# New .22 Air rifle?



## Counterstriker (Apr 10, 2008)

I have been wanting to buy a new air rifle for a long time. I own a Vsr 10 g-spec with multiple upgrades but thats a lame airsoft.. I want something that can actually harm the game... I want a .22 *pellet* gun but a .177 will suffice. Spending limit... is about 200-300... I don't like the c02 powered ones to much.. but if they are more powerful then it's cool.

Thanks!


----------



## huntertracker308 (Jan 11, 2008)

Ok, you should look into:
The Gamo CF-X in .177 caliber. Straight barrel accuracy is a must. CF-x cost about $240-280 (optional scope). They are basically recoiless, which makes the accuracy excellent.

If you like or just want a break barrel i reccomend the whisper or the Gamo Hunter Elite (which i have) These will run you about 280 for the whisper and about 300 for the Hunter Elite. Both shoot 1000 fps with lead pellets.

Your best value would have to be the Benjamin Sheridan Discovery PCP. In either .177 at 1000 or .22 at 900 fps.

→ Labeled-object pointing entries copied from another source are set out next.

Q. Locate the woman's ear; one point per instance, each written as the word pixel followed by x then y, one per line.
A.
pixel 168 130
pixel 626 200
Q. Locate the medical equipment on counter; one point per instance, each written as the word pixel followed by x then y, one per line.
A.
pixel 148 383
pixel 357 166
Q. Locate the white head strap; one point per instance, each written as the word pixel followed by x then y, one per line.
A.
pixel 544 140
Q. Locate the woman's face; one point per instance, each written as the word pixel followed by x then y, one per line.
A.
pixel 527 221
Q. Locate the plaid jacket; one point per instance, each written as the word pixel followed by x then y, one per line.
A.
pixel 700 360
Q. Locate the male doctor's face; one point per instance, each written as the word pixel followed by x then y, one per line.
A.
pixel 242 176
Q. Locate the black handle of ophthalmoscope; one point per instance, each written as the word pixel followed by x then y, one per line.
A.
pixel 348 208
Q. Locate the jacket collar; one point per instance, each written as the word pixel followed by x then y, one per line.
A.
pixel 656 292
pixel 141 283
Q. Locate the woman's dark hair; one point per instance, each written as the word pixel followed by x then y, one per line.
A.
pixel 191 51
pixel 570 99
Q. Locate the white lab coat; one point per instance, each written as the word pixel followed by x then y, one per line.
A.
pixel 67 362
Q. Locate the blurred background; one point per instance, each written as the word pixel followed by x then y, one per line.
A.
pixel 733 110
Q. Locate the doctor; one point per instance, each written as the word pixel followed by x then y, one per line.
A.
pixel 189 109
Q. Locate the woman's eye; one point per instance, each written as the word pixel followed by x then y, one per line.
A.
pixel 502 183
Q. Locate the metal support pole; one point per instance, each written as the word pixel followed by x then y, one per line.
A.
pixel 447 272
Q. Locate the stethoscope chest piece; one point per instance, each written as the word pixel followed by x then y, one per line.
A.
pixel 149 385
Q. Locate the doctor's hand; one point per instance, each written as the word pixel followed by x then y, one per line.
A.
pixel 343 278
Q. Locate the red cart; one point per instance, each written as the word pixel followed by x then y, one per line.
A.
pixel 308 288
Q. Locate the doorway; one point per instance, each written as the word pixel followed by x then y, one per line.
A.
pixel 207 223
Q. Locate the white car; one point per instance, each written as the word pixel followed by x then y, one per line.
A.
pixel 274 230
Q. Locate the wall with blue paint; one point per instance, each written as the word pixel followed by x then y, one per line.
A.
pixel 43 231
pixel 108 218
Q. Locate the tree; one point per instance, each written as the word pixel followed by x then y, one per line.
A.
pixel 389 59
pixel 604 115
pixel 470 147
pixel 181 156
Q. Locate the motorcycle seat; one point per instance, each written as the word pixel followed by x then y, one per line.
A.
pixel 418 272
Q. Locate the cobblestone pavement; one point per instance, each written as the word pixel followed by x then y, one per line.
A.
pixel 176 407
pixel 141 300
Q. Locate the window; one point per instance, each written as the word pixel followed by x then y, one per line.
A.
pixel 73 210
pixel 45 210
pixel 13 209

The .22 will give you significantly more energy, which is always good. It has a straight barrel and is very accurate. I've been looking at this gun and am going to buy it just because it's a nice lightweight, powerful, and accurate rifle. With the pump it will run you about $370 because it come with the pump. I've read and seen 1 inch groups at 40 yards and beyond.

It depends on what your hunting but as an avid airgun shooter and hunter the Denjamin Discovery would be what i would buy for myself out of this group. Second would be the CF-X and i'll be getting that one day too.

And just say if you need help with what .22 or .177 pellets to get.

Have fun!


----------